Comment 4 Luke Kenneth Casson Leighton 2024-01-02 09:53:30 GMT
(In reply to Jacob Lifshay from comment #1)
> an alternative idea is to have out-of-range indexes become -1,

whatever it is it has to be extreme-gate-efficient.

this is absolute paramount absolute top priority.

the indices are right smack in between decode and hazard matrix
filling, and *any* extraneous logic severely damages top speed.

comparators against VL are absolutely out.
comparators against -1 are likewise not a good idea.
a sub-2nm CPU will have at least a 4 gate cascade.

this is why it is UNDEFINED behaviour.

please drop this extraneous change and keep to the topic at hand
for the third time of requesting in under 24 hours.
Comment 5 Jacob Lifshay 2024-01-02 10:02:13 GMT
(In reply to Luke Kenneth Casson Leighton from comment #4)
> comparators against VL are absolutely out.

the comparison against VL happens in the mtidx instruction, where gate efficiency isn't as critical, *not* when the idx register is used.

> please drop this extraneous change and keep to the topic at hand
> for the third time of requesting in under 24 hours.

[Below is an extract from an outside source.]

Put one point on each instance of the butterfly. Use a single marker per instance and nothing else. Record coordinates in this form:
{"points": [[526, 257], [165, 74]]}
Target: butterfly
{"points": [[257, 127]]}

this bug is the topic at hand because this message is posted on this bug. if you want to talk aspects other than if out-of-range should have defined behavior, there is a different bug for that: bug #1242
Comment 6 Jacob Lifshay 2024-01-02 10:28:36 GMT
(In reply to Luke Kenneth Casson Leighton from comment #4)
> comparators against -1 are likewise not a good idea.

a comparison against -1 takes less latency than the addition that indexing mode already has to do anyway. a comparison would have the latency of an 8-input and-gate, which is comparable to a 2-bit adder, and we need at least a 7-bit adder either way.

remember all those can be done in parallel. the only additional latency is that of 1 layer of nand or nor gates (depending on what register number the zero register is given), or can be merged into the final layer of xor gates for the sum output, giving essentially zero additional latency.

alternatively, instead of having a zero register, it could just change that input/output to use r0, which might be even more powerful since it allows loading zero for compatibility, as well as any other value you want to stuff in r0. additionally, this alternative only requires 7-bit register numbers instead of kinda 8-bit.
Comment 7 Jacob Lifshay 2024-01-02 11:22:43 GMT
I'm dropping this for now, but i think it's worth reconsidering at least the change to mtidx at some later point (doesn't modify fetch/decode/etc. at all), so i'm marking this deferred.